III

Harold was a brilliant fellow, impulsive and extravagant as he was handsome and loving, and he had no sooner taken possession of his Eden than he began to plan, by means of a system of engineering, to open it up by a canal which should "span the brake and tap the bayou," so that boats of size and circumstance might enter. Here he would have a launch and a barge, and the great world of culture, of wit, of pleasure, and of affluence should come in splendor "to watch a hermit herm," or, as he as often put it, "to help a hummit hum."

A great house-party was quickly arranged—a party of gay friends, engineers chiefly, bidden for a freely declared purpose—a party which is still cherished in the annals of local social history as a typical example of affluent ante-bellum hospitality, and is even yet personally recalled by a few old men who sit and seem to wait, mostly, in shabby clothing incongruously ill fitting their gilded reminiscence, at certain dozing business resorts in old New Orleans.

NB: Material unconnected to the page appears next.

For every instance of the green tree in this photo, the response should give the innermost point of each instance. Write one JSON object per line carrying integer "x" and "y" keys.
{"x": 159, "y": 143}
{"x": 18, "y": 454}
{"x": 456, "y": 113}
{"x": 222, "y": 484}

Most of these venerables still live in their shabby ancestral homes, although it may be their women take boarders or their best rooms are let for business purposes—cleared of their cumbersome furnishings of mahogany and rosewood by the rising waters of misfortune which have gradually carried them into the "antique-shops" of the vicinity.

A place of honor on the tax-lists and a waiting palace of white marble in the cemetery—these querulous witnesses to distinction and of permanency are in some cases the sole survivors of the many changes incident upon a reconstruction.

To these gentle reminiscers the "Brake Island house-party of Harold Le Duc" is even yet the Procrustean bed against which they measure all the ostentatious pageantry of a new and despised social order.

For the possible preservation of a bit of local color—gone out in the changed light of a new dispensation—behold a hasty sketch of this long-ago playtime. The invitations which were sent out, naming a single date only, with the flattering implication that the visit so urgently desired might never come to an end,—one of the easy fashions of the old régime,—promptly brought a dozen men, with as many women, wives and sweethearts, to the "big house" beyond the swamp.

This Southern home, which was broadly typical of its class, simple enough in its architecture in that its available space, barring the watch-tower in the center of its roof, was all upon a single floor and its material the indigenous woods of the forest, yet suffered no diminution in being called the "big house"—a name which has been made to serve many a lesser structure for purposes of distinction.

Set high upon brick pillars,—there are no cellars possible in the Mississippi valley country,—its low, spreading form graced the easy eminence upon which it stood, dominating its wide demesne with a quiet dignity superior to that of many a statelier home.